Это испугало молодых Мюллеров, и они все разом, наперебой, закричали, в безмерном отчаянии они взывали к матери, умоляли ее. Вопли горя и ужаса наполнили комнату. И среди всей этой сумятицы мамаша Мюллер скончалась.
В полдень дождь перестал, солнце латунным диском выкатилось на беспощадно яркое небо.

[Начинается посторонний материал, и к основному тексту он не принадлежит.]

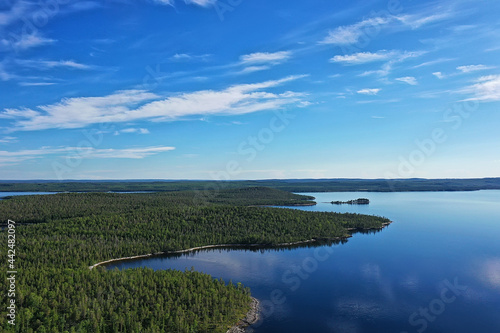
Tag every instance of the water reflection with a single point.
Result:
(377, 279)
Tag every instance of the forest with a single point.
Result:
(290, 185)
(59, 236)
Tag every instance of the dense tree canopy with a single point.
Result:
(66, 233)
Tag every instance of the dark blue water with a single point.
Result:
(435, 269)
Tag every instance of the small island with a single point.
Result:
(359, 201)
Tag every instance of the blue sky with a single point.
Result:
(240, 89)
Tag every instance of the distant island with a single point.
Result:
(359, 201)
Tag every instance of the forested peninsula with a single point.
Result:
(59, 236)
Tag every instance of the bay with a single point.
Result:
(436, 268)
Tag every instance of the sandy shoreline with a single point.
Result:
(251, 318)
(202, 248)
(252, 315)
(224, 246)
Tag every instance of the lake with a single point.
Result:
(435, 269)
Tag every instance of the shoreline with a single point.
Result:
(385, 224)
(252, 316)
(208, 247)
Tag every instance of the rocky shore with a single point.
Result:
(251, 318)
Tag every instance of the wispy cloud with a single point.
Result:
(486, 89)
(133, 130)
(201, 3)
(15, 157)
(367, 91)
(433, 62)
(408, 79)
(350, 34)
(416, 21)
(189, 57)
(131, 105)
(363, 57)
(439, 75)
(251, 69)
(24, 42)
(265, 57)
(473, 68)
(36, 84)
(50, 64)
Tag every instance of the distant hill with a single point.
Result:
(290, 185)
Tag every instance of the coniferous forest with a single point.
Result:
(59, 236)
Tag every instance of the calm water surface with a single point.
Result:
(435, 269)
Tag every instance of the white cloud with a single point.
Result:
(14, 157)
(367, 91)
(36, 84)
(439, 75)
(252, 69)
(363, 57)
(416, 21)
(50, 64)
(164, 2)
(132, 105)
(189, 57)
(202, 3)
(486, 88)
(433, 62)
(24, 42)
(265, 57)
(133, 130)
(350, 34)
(408, 79)
(473, 68)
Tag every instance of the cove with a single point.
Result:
(436, 268)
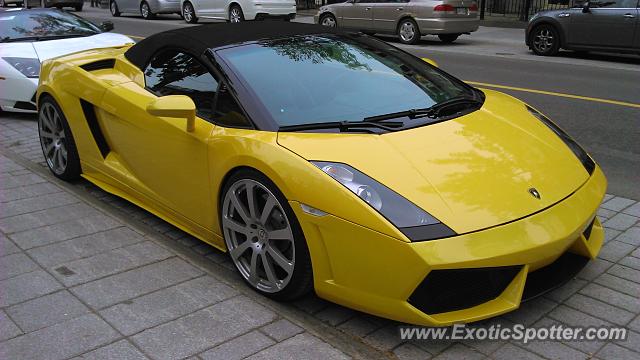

Вода, густая от грязи, двигалась к реке, и холм стоял полыселый, бурый, изгороди на нем полегли плетьми, персиковые деревца с облетевшим цветом кренились, чуть держась за землю корнями. Леса, в каком-то неистовом взрыве, извергли сразу крупную листву, густую, как в джунглях, блестящую, жгучую — сплошную массу яркой зелени, отливавшей синевой.
Семейство совсем притихло, я долго вслушивалась, чтобы понять, есть ли хоть кто-нибудь дома. Все, даже малые дети, ходили на цыпочках и говорили шепотом. С полудня до вечера в сарае раздавались однообразные удары молотка и скулеж пилы. Когда стемнело, мужчины внесли сверкавший новизной гроб из желтоватых сосновых досок с веревочными ручками и поставили его в прихожей. Он стоял на полу около часу, и всем, кто проходил мимо, надо было через него переступать. Потом на пороге появились Аннетье и Хэтси (они обмывали и одевали тело) и подали знак: «Можно вносить».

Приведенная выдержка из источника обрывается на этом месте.